Alcohol ingestion was associated with a lower risk of hip fracture (Table 3). The risk was somewhat lower among those who drank seven or fewer drinks per week (relative risk as compared with nondrinkers, 0.7; 95 percent confidence interval, 0.5 to 0.9) than among those who drank more (relative risk, 0.9; 95 percent confidence interval, 0.5 to 1.4).
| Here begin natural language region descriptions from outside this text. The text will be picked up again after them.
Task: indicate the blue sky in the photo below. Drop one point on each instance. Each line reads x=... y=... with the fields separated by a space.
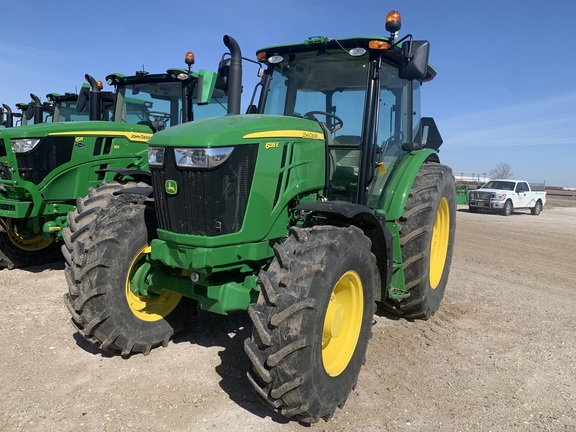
x=505 y=89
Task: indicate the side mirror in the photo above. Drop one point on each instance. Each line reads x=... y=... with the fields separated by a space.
x=82 y=97
x=428 y=135
x=414 y=64
x=207 y=80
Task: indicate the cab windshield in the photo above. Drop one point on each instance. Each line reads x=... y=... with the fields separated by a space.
x=159 y=104
x=67 y=111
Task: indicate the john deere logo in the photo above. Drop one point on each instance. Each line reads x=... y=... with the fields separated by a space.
x=171 y=187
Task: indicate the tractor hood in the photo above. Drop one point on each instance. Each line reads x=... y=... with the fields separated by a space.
x=75 y=128
x=237 y=129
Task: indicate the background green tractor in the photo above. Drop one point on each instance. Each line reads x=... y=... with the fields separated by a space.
x=45 y=167
x=326 y=202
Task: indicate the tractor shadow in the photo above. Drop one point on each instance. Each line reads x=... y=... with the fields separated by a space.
x=229 y=332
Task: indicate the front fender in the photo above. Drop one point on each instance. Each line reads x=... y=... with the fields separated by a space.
x=398 y=189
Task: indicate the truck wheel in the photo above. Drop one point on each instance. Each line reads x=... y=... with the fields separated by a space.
x=427 y=240
x=537 y=208
x=312 y=321
x=19 y=248
x=508 y=208
x=110 y=257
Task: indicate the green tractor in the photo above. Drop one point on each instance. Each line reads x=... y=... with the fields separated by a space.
x=45 y=167
x=324 y=204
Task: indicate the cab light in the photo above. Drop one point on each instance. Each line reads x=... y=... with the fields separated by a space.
x=376 y=44
x=393 y=21
x=156 y=156
x=202 y=157
x=275 y=59
x=357 y=52
x=189 y=58
x=24 y=145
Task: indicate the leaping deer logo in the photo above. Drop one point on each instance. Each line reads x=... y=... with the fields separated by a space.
x=171 y=187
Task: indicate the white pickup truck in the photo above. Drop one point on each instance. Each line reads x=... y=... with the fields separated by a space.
x=505 y=196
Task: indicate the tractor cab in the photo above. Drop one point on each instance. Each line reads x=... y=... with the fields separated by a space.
x=74 y=107
x=353 y=88
x=163 y=100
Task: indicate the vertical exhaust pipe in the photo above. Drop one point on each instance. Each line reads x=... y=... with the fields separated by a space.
x=234 y=76
x=94 y=98
x=9 y=116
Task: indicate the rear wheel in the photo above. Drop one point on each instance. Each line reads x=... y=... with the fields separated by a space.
x=105 y=260
x=21 y=247
x=312 y=321
x=427 y=230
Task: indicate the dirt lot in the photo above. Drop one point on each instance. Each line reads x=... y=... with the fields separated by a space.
x=499 y=355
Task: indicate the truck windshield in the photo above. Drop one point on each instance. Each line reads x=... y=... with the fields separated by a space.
x=498 y=184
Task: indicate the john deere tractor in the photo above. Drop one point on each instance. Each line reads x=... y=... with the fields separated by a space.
x=45 y=167
x=326 y=202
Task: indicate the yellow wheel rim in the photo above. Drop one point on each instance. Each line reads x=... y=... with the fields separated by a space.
x=147 y=308
x=342 y=323
x=439 y=244
x=26 y=242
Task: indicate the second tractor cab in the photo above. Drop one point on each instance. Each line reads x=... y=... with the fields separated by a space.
x=45 y=167
x=324 y=202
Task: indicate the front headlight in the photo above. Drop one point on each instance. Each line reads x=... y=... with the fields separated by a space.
x=24 y=145
x=202 y=157
x=156 y=156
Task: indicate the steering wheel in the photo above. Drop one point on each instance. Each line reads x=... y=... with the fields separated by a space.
x=159 y=116
x=333 y=127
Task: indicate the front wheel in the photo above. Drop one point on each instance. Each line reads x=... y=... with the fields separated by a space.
x=508 y=208
x=105 y=261
x=21 y=247
x=536 y=209
x=427 y=230
x=312 y=321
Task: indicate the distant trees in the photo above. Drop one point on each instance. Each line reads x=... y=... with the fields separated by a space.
x=502 y=170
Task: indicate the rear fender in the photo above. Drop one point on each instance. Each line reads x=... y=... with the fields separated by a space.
x=403 y=178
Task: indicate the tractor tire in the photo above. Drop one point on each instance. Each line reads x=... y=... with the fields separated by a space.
x=536 y=209
x=103 y=253
x=312 y=321
x=18 y=250
x=80 y=222
x=427 y=230
x=508 y=208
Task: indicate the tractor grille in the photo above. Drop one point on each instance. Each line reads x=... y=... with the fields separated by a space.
x=49 y=154
x=4 y=172
x=209 y=202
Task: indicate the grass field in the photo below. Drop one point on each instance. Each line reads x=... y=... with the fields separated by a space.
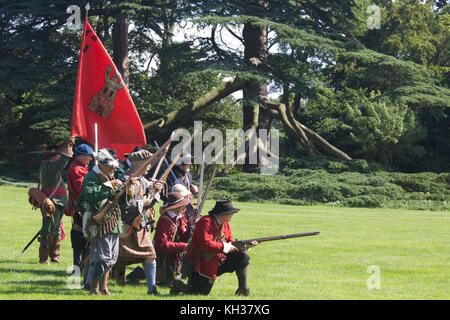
x=410 y=250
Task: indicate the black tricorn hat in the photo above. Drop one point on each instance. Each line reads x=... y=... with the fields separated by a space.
x=222 y=207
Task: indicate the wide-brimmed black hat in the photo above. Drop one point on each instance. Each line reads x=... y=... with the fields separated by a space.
x=175 y=200
x=222 y=207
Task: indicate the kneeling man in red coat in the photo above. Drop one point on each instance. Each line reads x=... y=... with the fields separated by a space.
x=213 y=252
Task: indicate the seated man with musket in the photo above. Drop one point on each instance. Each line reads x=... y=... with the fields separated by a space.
x=170 y=238
x=51 y=184
x=99 y=185
x=212 y=253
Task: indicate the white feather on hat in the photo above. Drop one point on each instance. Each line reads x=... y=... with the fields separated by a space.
x=107 y=157
x=181 y=189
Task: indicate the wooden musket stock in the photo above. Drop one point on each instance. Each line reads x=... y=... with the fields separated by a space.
x=100 y=216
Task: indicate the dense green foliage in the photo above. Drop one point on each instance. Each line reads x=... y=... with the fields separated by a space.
x=377 y=94
x=410 y=248
x=349 y=184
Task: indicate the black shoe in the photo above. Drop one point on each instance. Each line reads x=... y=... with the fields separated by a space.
x=137 y=274
x=242 y=292
x=154 y=292
x=179 y=286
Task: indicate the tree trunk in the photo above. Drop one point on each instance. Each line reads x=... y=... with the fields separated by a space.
x=254 y=116
x=188 y=112
x=120 y=46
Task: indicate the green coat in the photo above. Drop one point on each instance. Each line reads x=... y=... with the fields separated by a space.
x=94 y=191
x=50 y=174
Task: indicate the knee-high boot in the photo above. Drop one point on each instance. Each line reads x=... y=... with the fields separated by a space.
x=242 y=281
x=43 y=250
x=55 y=248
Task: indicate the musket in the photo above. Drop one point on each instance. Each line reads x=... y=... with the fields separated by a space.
x=29 y=243
x=200 y=186
x=202 y=203
x=163 y=178
x=100 y=216
x=242 y=244
x=167 y=163
x=155 y=173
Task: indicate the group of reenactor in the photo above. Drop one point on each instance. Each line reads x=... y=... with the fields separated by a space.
x=184 y=246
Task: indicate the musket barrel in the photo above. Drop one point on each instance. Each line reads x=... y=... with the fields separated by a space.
x=286 y=236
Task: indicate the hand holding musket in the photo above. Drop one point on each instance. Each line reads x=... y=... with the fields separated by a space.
x=100 y=216
x=163 y=178
x=243 y=245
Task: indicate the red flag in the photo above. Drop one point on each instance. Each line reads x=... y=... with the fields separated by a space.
x=101 y=97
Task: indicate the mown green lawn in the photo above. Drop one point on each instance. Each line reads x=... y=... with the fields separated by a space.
x=410 y=249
However, alcohol intake was no longer significantly associated with a lower risk of hip fracture after adjustment for the better self-reported health and ability to stand up from a chair among those who drank alcohol.27
Current thyroid-hormone therapy was no longer significantly associated with the risk of hip fracture after adjustment for a history of hyperthyroidism, which was reported by 36 percent of those taking thyroid hormone.
Greater weight, body-mass index, and modified body-mass index were all associated with a decreased risk of hip fracture, but not quite as strongly as was the percentage of weight change since the age of 25. Neither current weight nor modified body-mass index remained significantly associated with the risk of hip fracture after adjustment for weight gain. However, the percentage of weight change was correlated with current weight (r = 0.75) and body-mass index (r = 0.76).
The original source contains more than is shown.